Following the launch of the new one-day sustainability course at the River Cottage Chefs’ School, we spoke to one of the chef’s working to deliver a new standard in edible education. Stefani Smith tells us what inspired her to work at River Cottage, and her experience of teaching the course.
When did you first become interested in food and food issues?
I have always been interested in food, but cooking and working in the food industry made me more aware of the issues surrounding it. I wanted to know everything I possibly could about the provenance and procurement of the food I cooked. I read a lot of books and particularly learnt a lot from Michael Pollan and his book, ‘In Defence of Food’. It really opened my eyes, and made me incredibly passionate about understanding food production, getting involved, and making a difference through education.
What attracted you to work at River Cottage?
I’m a huge fan of Hugh Fearnley-Whittingstall and the work he has done. River Cottage encapsulates everything that I am passionate about in food, whilst also addressing food system issues. Working with a group of people that have the same ethos and interests as you, is a joy. I am surrounded by the River Cottage team who share my interest in sustainability, but understand ten times more than me. That’s why River Cottage is such a great place to work; a day doesn’t go by when I don’t learn something new.
How would you define sustainability and what does it mean to you?
For me, sustainability means having respect for the environment and our planet. It should play an important role in every person’s day-to-day life. You only have to look at climate change, and the issue of global warming, to see that changes need to be made to the way we live.
Sustainability within food is about knowing what you’re eating, and putting ethical procurement, wastage and preservation systems into practice. Sustainability means working with local farms and growers, understanding how animals are reared and vegetables grown; reducing, reusing and recycling; and finally bringing old habits, like smoking, curing and preserving, back into fashion.
Do you think it’s important that individual consumers become more aware of food sustainability issues?
I think that consumers have become very blinkered when it comes to the purchasing of their food. It is often really unclear to them what really goes on behind the scenes when food is produced. Food is essential for every human being to survive, and we should all have the information, education and awareness we need to make the right choices.
What advice would you give to people who want to live a more sustainable lifestyle?
Come on our sustainability course for a start and see where it takes you! You will learn about food sourcing, identification of products, understanding labelling, menu development, and also wastage. The course doesn’t only give you a better understanding of sustainability at River Cottage, you will also gain the skills and knowledge to return home and put your new skills into practice, either within your household or your business.
What do you enjoy most about teaching this course?
I love the diverse range of people that take part. We cover a wide variety of skills, such as butchery, curing and smoking, tasting sessions, live demonstration and debates. The amount of knowledge that I’ve gained from covering all the topics makes it very rewarding to teach. I also really enjoy how interactive it is, I never fail to learn an awful lot from the students that take part.
From an education perspective, what do you think is necessary to cause a substantial shift in the food culture of this country, in the way that we buy and cook food, to become more in line with the River Cottage way?

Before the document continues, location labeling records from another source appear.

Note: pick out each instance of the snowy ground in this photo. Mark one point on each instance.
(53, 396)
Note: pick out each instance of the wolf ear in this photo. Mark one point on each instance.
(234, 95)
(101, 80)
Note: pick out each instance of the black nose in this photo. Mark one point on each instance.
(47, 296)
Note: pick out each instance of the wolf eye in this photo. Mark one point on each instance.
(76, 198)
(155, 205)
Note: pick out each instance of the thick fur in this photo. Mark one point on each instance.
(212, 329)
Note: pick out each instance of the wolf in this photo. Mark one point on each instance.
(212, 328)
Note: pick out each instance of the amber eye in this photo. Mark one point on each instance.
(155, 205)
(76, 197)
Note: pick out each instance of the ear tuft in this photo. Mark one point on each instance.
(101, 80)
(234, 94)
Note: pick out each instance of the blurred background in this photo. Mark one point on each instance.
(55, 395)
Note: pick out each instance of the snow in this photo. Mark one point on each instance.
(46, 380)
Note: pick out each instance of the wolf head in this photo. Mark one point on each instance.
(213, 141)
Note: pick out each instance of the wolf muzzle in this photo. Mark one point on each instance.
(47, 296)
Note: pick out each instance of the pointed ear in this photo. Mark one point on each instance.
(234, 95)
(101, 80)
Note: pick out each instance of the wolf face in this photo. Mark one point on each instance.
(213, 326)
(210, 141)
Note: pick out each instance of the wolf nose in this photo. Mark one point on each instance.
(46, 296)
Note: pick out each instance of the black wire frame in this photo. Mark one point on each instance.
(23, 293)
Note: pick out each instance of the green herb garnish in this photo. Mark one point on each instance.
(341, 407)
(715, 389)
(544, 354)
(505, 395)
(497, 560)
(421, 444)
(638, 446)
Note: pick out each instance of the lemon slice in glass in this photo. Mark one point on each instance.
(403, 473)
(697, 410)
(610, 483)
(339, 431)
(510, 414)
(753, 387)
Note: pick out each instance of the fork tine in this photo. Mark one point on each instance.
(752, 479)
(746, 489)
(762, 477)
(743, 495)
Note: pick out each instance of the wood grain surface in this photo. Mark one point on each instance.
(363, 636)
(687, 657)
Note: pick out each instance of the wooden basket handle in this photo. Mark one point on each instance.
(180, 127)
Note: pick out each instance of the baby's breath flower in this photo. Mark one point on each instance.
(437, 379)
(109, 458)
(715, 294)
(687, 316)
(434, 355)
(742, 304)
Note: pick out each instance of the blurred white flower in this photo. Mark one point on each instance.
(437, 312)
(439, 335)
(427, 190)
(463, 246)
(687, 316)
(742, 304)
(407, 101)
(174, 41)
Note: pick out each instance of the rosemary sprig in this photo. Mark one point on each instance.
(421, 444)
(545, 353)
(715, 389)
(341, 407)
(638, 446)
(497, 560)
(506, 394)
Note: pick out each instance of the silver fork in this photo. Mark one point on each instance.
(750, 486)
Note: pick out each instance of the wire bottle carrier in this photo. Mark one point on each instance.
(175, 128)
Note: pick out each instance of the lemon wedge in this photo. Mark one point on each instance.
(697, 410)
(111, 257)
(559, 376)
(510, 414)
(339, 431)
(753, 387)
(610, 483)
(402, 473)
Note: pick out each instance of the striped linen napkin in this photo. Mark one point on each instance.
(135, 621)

Education is the answer. We set up the Chefs’ School to educate chefs about ethical procurement, seasonality and sustainability. Culinary education at present is limited to the tutoring of ethical procurement in relation to sustainability and this knowledge is crucial for chefs to make an informed decision.
Having sustainability embedded in education from the beginning of a chef’s training is also very important for the knowledge to be passed on in various directions, creating a slow and steady shift in food culture. This in turn will affect the way we as consumers buy and cook food for the better.
How do you feel is the best way to engage people?
Getting people involved with what you’re doing is the best way of engaging them. Encouraging them to be enthusiastic about the topic you are teaching, without bombarding them with information. It’s a fine balance, and tricky to get right the whole time. I love learning from the people in my class, so I try and get them really involved and make the session interactive.
What other food projects or people are you impressed by?
I have been impressed by a lot of different projects and people while I have been cooking, but at present I find Hugh’s Fish Fight very inspirational. The changes that have been brought about within the fishing industry have been so important and it’s also helped to raise awareness amongst consumers of the problems of discards and overfishing. Also, Hugh’s Chicken Out! campaign, which aims to put an end to the intensive factory farming of chickens. Organisations such as Slow Food, Landshare, Food for Life, and all the work that the Soil Association does is incredibly inspirational.